Harbour is currently doing the press tour for his role as Alexei "Red Guardian" Shostakov in the Marvel ECU's Black Widow movie.
One of Harbour's stops on the press junket was the show Hot Ones for the Youtube channel First We Feast. In the show, Sean Evans interviews celebrities while they eat a series of brutally Scoville-intense hot-wings.
One of Evans's earliest questions led Harbour down an unexpected memory side-alley. Evans led by asking Harbour for some dramatic tales from his time as an underground poker player in New York. Harbour was surprised Evans knew about his misspent youth, asking: "Did we play together?"
Harbour went in early with the Rounders reference. That's something every poker player in the world can instantly say "I get that reference" to.
"You know that movie Rounders?" Harbour asks the interviewer. "That's what's in my head."
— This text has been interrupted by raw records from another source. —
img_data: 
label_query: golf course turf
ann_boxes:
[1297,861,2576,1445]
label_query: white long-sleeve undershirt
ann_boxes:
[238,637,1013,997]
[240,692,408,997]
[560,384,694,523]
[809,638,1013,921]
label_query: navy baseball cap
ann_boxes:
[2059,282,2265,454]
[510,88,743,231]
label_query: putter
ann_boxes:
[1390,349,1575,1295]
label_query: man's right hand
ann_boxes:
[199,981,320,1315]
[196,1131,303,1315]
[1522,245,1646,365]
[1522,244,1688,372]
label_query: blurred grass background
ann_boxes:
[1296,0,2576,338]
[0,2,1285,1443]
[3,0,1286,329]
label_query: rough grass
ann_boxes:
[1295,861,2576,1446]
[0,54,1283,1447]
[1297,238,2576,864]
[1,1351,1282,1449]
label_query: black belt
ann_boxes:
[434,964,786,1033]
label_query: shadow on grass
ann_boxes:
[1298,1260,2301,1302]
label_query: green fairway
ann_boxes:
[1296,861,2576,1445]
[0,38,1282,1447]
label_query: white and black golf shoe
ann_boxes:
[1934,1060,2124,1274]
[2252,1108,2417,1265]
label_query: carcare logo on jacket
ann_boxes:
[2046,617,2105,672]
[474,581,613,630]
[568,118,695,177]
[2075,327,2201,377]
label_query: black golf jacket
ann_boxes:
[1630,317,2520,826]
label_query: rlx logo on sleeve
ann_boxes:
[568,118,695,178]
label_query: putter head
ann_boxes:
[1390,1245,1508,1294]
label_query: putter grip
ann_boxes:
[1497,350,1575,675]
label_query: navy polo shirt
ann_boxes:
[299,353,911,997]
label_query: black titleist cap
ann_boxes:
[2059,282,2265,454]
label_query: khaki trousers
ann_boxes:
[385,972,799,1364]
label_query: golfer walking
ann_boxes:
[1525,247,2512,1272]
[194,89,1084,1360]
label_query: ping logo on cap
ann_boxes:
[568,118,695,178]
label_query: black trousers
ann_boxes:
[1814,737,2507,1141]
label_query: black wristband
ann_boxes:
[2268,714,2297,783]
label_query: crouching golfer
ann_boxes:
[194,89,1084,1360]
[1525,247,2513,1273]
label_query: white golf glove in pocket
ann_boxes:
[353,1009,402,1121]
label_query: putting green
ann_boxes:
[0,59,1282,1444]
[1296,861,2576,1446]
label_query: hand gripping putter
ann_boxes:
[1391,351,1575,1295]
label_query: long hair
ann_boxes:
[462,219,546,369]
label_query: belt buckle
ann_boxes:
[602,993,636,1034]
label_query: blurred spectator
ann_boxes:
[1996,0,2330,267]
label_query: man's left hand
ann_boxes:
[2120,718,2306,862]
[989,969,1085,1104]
Having played with David Levien and Brian Koppelman back in the 90s, Harbour had some inside scoop on the movie's production too. He even claims to know who the real Teddy KGB was. According to Harbour, he was not a looker.
"Those guys who wrote that movie[][Levien and Koppelman], I used to play with. I know the guy who is Teddy KGB. He does not look like John Malkovich, he looks like kind of a dumpy little dude."
Harbour might want to keep one on his kneecaps and the other eye out for whoever the real-life Grama is.
"A real beautiful moment..."
The New York poker scene was heavily tied up with the world of game players. Chess and pool hustlers abounded on the felt. The Mayfair Club — one of the most famous of the underground poker clubs, and the model for the Chesterfield Club in Rounders — started life as a meeting spot for bridge and backgammon players. These players found that the element of luck in poker meant you could shear the sheep instead of butchering them.
The fish just keep bringing their money back to the sharks in poker. But with the money came an element of danger, as Harbour explained.
"I never saw anything go down. But one of the reasons those places got shut down was because — they were sort of sanctioned, I mean, under the table, by the cops for a long time — and then what happened was, guys would break-in. A guy broke in — I guess a couple of guys broke in — with shotguns and just accidentally one of them went off and shot an old guy."
He still clearly thinks warmly of those times, despite the dark edge to some of the stories.
"Yeah. There was a real beautiful moment in the underground poker scene in New York," he says. "I wish it lasted forever."
I think we've found our lead if they ever get Rounders 2 off the ground.